Recursive estimation in large panel data models: Theory and practice
Bin Jiang (),
Yanrong Yang (),
Jiti Gao and
Cheng Hsiao
No 5/17, Monash Econometrics and Business Statistics Working Papers from Monash University, Department of Econometrics and Business Statistics
Abstract:
Bai (2009) proposes a recursive least-squares estimation method for large panel data models with unobservable interactive fixed effects, but the impact of recursion on the asymptotic properties of the least-squares estimators is not taken into account.
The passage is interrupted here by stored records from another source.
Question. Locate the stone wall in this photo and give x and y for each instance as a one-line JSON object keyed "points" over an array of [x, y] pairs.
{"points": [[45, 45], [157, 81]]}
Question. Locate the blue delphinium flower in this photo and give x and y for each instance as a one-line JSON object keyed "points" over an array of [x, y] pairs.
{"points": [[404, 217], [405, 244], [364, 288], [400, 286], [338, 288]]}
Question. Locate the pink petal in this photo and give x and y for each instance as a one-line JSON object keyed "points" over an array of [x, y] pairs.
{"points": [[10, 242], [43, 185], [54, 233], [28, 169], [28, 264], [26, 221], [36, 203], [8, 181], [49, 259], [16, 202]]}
In this paper, we extend Bai (2009) by investigating the recursive estimator asymptotically. In general, the asymptotic properties we establish for the recursive estimators largely complement the theory and practice of the recursive least-squares procedure suggested by Bai (2009). In particular, we show that consistency of the recursive estimator depends on three key points, consistency of the initial OLS estimator, the number of recursive steps and the endogeneity arising due to the dependence between regressors and interactive effects. Compared to the theoretical estimator in Bai (2009), such endogeneity affects the convergence rate of recursive least-squares estimators. Finite sample properties of the proposed estimators are investigated using a simulation study.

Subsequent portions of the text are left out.